トリンテリックス(一般名:ボルチオキセチン)
クイントリックスじゃないよ(分かった人は同年代以上ダゾ(^_^;;) デンマークの製薬会社ルンドベック社が開発、日本では同社と武田薬品が販売。武田は日本屈指の製薬企業ですが、精神科医としてはこれまでなじみがなく、専門領域で武田の製品を扱うのは(たぶん)初めての経験だったりします。抗うつ薬なのですが、薬理プロファイルがなかなか個性的で、様々な作用を1剤で持っている、「1錠で何倍かお得な」抗うつ薬となっています。
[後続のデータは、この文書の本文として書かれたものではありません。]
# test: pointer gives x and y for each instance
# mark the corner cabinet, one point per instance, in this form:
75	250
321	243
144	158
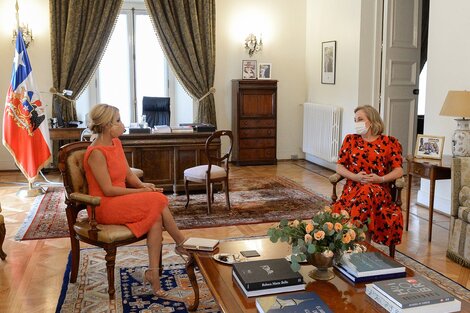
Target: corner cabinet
254	109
具体的には、SSRIと同じセロトニンの再取り込み阻害作用に加えて、セロトニン1A, 3, 7(さらには1B, 1Dにも)受容体に作用してモノアミン系(セロトニン、ドーパミン、ノルアドレナリン)、ヒスタミン、更にはアセチルコリン作動性ニューロンの働きを強める、というユニークな作用を持ちます。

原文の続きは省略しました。